In April of 2000, just after officially taking over the post of president, he visited the North Sea fleet in the full glare of the media, sailed with the nuclear submarine Karelia, which carries cruise missiles in the Barents sea, and attended its test firing of two intercontinental rockets.
To the extent that he was not able to prevent the further economic decline of the country, enthusiasm for Putin sank rapidly among sections of the military. The deplorable level of equipment and pay for the troops remained as catastrophic as they had been previously. The ten-year decline of the military proceeded apace.
Russia was attempting to maintain its role as a military world power, on a par with the US, under conditions where the Russian defence budget amounted to four billion dollars, compared with the US budget of three hundred billion.
Numerous reports have been published in the international press in connection with the sinking of the Kursk which, taken together, provide a devastating picture of the state of the Russian military. According to foreign experts, it is estimated that of the 1.2 million Russian soldiers who remain from the original five-million-strong army of the Soviet Union, no more than two hundred thousand are actually capable of combat.
Pictures of rusting submarines in the port of Murmansk have been shown around the world, and the state of the rest of the military is no better. Payment for members of the armed forces is so bad—even officers earn only about 100 dollars a month—that every form of equipment not nailed to the floor is liable to be sold off on the black market.
Putin can court the favours of the army, but he is unable to resolve its crisis and satisfy its demands. Together with the Kursk, all the dreams that Russia could re-emerge as a great power now lie on the seabed. A further intensification of conflicts concerning military strategies between General Headquarters and the government seems inevitable.
In the past few days Putin has made a number of decisions aimed at improving his weakened position. Relatives of the sailors who died in the Kursk are to receive compensation—savings books with the equivalent of ten years pay. Members of the army and police, customs officers and prison warders will receive a twenty percent wage rise from the first of December. Those employed in the development and production of nuclear weapons will also receive more money and improved pensions. However, compared to the scale of the economic decline of Russia, these measures amount to no more than mere gestures and signs of helplessness.
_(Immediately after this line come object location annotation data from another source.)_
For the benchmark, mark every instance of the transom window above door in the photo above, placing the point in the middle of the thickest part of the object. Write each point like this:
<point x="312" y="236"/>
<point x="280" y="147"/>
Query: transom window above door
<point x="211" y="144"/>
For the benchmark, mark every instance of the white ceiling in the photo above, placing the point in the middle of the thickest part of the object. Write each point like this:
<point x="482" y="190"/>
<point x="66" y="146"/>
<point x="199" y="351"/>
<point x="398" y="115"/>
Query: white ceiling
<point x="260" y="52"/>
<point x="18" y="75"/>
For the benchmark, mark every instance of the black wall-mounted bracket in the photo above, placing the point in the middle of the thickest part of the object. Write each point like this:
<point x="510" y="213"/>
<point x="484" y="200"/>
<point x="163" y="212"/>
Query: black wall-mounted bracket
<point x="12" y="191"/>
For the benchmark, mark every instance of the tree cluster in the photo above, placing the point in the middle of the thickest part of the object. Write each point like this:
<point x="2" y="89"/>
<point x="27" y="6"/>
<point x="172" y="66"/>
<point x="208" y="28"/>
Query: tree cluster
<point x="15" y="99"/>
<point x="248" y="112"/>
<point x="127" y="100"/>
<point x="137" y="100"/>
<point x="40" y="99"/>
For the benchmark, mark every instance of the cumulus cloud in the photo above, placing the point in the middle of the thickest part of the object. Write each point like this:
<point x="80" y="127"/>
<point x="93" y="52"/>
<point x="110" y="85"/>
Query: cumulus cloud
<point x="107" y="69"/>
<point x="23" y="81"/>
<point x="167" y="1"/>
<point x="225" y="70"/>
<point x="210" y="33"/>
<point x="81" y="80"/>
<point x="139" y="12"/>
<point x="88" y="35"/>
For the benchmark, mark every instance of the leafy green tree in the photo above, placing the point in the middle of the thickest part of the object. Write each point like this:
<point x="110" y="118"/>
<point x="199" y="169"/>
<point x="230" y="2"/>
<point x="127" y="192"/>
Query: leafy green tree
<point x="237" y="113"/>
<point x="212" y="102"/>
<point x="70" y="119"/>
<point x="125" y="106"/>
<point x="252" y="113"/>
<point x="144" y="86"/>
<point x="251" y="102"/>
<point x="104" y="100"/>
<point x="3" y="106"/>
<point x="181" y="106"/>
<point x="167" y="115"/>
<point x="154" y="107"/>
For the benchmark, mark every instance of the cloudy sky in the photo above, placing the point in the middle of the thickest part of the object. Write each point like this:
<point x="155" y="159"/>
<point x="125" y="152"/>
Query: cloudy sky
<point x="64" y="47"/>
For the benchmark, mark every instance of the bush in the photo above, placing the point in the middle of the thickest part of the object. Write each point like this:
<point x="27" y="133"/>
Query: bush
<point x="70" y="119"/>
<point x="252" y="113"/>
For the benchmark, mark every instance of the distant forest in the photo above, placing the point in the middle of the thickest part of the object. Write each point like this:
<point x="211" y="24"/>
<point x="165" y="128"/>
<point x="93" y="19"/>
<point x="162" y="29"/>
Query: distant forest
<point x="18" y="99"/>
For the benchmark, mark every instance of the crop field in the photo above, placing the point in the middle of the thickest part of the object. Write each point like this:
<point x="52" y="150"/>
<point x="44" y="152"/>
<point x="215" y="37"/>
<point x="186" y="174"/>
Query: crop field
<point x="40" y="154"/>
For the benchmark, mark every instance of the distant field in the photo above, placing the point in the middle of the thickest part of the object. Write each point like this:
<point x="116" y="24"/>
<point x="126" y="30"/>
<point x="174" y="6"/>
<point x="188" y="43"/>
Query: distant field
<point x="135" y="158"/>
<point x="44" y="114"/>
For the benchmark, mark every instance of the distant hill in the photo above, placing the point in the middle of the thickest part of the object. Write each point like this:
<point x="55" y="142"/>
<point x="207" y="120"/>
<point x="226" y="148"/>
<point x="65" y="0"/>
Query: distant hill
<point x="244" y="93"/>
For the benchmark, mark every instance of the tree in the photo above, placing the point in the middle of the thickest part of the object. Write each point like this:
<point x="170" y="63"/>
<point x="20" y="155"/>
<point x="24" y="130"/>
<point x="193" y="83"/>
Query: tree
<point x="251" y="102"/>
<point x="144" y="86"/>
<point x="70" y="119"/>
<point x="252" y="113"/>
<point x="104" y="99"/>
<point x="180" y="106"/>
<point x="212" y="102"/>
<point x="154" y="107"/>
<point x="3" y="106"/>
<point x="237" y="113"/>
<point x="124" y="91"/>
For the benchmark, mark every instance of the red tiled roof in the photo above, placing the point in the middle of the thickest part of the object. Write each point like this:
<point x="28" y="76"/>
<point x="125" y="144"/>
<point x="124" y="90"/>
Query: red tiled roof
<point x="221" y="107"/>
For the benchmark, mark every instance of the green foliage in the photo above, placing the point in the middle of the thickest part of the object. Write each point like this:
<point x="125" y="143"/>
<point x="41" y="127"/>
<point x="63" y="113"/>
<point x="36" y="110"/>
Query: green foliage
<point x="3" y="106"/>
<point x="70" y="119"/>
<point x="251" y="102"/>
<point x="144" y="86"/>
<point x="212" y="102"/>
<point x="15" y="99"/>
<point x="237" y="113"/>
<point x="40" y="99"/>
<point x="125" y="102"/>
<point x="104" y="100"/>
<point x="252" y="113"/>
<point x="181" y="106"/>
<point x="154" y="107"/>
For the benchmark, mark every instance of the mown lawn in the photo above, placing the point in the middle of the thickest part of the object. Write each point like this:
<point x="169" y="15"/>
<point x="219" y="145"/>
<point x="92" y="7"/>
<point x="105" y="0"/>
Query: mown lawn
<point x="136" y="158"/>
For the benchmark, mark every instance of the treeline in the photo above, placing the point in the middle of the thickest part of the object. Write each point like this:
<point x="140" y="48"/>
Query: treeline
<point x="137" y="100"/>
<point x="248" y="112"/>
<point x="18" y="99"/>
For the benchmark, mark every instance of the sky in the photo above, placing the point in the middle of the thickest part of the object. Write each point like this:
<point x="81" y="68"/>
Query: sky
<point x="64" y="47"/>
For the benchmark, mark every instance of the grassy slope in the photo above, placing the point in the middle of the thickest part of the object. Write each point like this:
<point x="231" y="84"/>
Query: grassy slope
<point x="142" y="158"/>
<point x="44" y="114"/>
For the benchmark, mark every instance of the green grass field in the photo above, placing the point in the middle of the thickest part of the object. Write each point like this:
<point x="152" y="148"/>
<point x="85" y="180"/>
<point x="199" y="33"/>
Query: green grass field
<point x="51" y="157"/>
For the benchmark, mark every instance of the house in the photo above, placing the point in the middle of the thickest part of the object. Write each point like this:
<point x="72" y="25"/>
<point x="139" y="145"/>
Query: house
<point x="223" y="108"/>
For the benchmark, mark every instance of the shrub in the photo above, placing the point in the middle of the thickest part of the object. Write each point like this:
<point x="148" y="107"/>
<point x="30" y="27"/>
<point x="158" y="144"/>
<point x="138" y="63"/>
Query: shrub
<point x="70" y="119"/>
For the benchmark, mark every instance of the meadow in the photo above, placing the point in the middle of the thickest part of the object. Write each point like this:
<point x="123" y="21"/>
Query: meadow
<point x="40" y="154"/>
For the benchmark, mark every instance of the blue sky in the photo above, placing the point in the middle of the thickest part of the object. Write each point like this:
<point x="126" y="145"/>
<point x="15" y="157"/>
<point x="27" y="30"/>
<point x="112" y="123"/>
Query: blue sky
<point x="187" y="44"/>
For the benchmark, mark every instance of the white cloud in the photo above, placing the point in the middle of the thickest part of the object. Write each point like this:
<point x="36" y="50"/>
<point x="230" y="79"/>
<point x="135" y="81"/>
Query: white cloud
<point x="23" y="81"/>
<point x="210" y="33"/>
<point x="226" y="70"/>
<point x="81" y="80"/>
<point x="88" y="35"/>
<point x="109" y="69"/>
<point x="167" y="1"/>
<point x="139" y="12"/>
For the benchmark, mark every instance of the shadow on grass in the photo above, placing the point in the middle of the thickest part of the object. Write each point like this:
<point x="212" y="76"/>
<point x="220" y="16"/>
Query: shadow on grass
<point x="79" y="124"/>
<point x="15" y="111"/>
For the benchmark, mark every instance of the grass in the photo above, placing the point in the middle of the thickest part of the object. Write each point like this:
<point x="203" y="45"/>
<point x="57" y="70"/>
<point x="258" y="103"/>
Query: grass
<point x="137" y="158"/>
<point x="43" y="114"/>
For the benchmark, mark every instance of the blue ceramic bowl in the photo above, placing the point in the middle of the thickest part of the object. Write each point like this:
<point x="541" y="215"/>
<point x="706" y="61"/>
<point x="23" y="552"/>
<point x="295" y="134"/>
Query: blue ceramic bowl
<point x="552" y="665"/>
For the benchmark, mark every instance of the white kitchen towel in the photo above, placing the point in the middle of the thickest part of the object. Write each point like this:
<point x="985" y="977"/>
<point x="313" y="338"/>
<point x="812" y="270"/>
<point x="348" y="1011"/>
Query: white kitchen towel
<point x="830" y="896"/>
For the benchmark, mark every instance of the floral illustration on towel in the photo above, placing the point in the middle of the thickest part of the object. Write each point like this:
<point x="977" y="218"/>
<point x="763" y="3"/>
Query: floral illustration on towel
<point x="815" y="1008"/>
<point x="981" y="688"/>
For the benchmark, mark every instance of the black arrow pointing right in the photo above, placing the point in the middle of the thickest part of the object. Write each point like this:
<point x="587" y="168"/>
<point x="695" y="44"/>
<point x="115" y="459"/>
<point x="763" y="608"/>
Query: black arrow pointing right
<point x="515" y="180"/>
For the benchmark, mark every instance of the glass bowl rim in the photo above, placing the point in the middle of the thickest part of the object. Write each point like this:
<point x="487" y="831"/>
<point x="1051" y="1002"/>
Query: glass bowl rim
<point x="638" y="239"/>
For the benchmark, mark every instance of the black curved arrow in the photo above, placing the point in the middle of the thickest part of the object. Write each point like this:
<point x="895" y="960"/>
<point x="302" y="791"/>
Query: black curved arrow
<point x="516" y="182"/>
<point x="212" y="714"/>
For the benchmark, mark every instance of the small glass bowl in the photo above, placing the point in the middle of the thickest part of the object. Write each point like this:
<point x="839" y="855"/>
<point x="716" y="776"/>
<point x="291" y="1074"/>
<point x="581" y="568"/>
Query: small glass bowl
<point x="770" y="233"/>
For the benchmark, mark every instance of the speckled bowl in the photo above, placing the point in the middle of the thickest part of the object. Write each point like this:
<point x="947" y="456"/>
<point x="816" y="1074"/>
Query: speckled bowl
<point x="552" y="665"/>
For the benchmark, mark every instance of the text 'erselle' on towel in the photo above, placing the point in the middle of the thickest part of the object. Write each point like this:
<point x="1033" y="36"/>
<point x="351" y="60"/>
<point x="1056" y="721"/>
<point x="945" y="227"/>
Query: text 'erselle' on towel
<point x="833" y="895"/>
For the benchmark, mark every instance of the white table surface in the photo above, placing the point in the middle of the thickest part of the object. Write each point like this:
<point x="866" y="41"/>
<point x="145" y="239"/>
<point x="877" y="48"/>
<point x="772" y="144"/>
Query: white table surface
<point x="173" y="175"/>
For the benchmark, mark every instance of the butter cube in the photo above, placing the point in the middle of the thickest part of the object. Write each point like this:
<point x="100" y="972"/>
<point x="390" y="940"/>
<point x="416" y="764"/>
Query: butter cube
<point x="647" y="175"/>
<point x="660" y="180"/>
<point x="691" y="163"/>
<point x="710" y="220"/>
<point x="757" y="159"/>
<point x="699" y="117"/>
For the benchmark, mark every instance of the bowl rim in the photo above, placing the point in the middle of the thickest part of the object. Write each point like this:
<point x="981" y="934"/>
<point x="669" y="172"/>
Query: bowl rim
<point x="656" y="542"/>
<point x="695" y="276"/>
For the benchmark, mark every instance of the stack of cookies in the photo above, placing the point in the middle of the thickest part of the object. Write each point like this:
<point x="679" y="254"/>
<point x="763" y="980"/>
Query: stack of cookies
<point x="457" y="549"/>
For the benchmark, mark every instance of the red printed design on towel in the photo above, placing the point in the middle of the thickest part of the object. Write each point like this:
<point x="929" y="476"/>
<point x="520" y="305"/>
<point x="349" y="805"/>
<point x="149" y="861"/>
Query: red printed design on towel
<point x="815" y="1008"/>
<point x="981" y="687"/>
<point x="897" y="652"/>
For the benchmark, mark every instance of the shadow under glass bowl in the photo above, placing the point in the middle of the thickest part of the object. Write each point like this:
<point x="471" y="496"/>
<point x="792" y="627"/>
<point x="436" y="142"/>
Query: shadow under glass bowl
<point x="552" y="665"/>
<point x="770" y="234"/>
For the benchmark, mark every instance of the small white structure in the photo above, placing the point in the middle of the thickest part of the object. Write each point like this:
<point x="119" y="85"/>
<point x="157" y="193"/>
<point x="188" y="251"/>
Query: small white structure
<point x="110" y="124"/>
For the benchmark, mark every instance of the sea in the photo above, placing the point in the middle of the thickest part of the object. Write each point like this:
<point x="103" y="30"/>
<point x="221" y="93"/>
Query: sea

The crisis of the military reflects the extraordinary weakness of the Russian bourgeoisie. Unable to implement any type of economic development, the new Russian ruling elite is unable to emerge as an equal player on the international stage. It compensates for its physical and spiritual inadequacies with national self-adulation and pompous symbolism, not the least of which was the recent naval exercise. To maintain this combination of incapacity in fact and omnipotence in words, the 118 sailors of the Kursk paid with their lives.